Thursday, February 05, 2009

Andrea Palladio his life and legacy

Above: Model of the church of the Redentore, Venice, 1972. Lime and beechwood with bisque details, 152 x 241 x 87 cm [Photo Alberto Carolo, from The Royal Academy collection]

The Royal Academy, London UK
Until 13 April, daily 10am to 6pm (Fri to 10pm), £9

The Royal Academy is the setting for an exhibition dedicated to 16th century Italian architect Andrea Palladio. This is the first exhibition devoted to Andrea Palladio (1508–1580) to be held in London for over 30 years and celebrates the quincentenary of his birth. Coming back from his Grand Tour of Venice and the Veneto in 1717, Lord Burlington set about having his Piccadilly mansion remodelled in the new style and, with its unveiling, instantly started a trend. Where even the most modest terrace could boast its set of white pilasters, until the revival of Victorian Gothic.

It is hard to doubt that Palladio really was an important and influential architect. Studying the architecture of classical Rome, he set about creating a system of design based on rigorous, mathematical principles and his numerous country villas, such as the Rotunda, astonished those who marvelled at their perfect proportions.
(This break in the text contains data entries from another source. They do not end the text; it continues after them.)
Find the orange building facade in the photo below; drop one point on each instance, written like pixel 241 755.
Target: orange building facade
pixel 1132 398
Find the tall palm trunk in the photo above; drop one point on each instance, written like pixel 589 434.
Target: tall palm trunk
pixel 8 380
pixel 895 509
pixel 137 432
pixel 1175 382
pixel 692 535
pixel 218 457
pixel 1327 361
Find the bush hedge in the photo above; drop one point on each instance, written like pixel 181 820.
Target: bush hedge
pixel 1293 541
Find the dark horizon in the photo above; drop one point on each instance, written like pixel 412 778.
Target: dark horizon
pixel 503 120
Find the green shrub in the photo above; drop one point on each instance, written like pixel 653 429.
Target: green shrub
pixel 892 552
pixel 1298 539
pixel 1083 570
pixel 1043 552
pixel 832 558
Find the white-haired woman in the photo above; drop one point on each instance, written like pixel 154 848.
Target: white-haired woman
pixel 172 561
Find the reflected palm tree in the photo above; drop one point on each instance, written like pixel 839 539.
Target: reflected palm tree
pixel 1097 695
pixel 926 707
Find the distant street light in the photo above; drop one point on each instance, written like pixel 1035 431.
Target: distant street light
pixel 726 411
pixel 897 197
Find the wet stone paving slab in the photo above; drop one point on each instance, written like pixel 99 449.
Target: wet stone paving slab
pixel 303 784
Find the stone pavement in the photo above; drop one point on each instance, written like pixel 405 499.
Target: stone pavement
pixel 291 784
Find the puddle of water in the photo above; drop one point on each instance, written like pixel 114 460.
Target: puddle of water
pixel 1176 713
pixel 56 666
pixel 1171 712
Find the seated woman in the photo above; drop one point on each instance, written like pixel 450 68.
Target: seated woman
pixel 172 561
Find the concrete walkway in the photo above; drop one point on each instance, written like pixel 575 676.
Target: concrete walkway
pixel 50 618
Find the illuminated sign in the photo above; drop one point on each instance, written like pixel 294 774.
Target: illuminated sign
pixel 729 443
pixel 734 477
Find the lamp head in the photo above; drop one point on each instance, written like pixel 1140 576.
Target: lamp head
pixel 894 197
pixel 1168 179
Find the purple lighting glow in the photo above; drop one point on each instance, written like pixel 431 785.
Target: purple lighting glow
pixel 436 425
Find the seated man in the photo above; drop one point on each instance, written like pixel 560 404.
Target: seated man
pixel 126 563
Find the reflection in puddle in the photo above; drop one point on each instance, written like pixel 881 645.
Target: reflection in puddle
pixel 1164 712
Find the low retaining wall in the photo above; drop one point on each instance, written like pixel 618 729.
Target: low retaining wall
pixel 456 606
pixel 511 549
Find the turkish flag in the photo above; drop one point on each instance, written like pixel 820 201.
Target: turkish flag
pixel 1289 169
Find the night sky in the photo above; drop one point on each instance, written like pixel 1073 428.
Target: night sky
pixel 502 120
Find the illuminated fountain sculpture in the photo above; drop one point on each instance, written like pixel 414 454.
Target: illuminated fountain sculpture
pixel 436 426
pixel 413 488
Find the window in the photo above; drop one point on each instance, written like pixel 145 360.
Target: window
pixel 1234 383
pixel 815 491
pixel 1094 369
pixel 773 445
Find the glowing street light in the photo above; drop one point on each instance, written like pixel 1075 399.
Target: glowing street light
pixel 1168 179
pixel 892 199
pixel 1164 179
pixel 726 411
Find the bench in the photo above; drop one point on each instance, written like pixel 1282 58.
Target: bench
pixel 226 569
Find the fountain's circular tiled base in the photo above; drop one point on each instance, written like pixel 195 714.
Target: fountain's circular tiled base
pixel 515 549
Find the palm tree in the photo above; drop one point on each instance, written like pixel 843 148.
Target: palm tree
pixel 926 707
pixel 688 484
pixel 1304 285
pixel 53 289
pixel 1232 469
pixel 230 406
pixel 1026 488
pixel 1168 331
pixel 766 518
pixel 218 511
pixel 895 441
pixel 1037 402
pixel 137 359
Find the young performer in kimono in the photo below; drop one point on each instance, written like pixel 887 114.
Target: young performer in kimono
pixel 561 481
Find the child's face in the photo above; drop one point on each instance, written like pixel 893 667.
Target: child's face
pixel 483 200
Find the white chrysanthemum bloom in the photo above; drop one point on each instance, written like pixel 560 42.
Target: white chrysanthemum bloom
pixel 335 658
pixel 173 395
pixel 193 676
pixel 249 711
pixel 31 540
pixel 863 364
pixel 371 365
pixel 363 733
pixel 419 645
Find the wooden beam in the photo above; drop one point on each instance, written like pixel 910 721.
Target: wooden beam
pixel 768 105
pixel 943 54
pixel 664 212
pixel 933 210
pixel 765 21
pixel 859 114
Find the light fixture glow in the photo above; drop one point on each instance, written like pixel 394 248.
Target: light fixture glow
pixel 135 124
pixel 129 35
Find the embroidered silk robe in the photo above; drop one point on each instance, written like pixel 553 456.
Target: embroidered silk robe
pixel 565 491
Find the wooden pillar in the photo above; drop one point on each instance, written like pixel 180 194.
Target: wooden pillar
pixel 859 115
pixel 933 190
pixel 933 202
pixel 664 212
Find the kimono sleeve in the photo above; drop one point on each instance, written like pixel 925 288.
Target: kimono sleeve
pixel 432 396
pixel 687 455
Palladio was not only one of the greatest Italian architects; he was also a practitioner whose work has continued to resonate down five centuries. Active in Vicenza, Venice and the Veneto region, he crafted a new architectural language derived from classical sources yet shaped to fulfil the functional demands and aesthetic aspirations of his own age. His impressive oeuvre includes public buildings and churches. It was, however, his town palaces and country villas that influenced subsequent generations of European and American architects. Large-scale models, computer animations, original drawings, books and paintings present the full range of this exceptional architect’s output and his legacy, demonstrating why Palladio’s name has been synonymous with architecture for 500 years.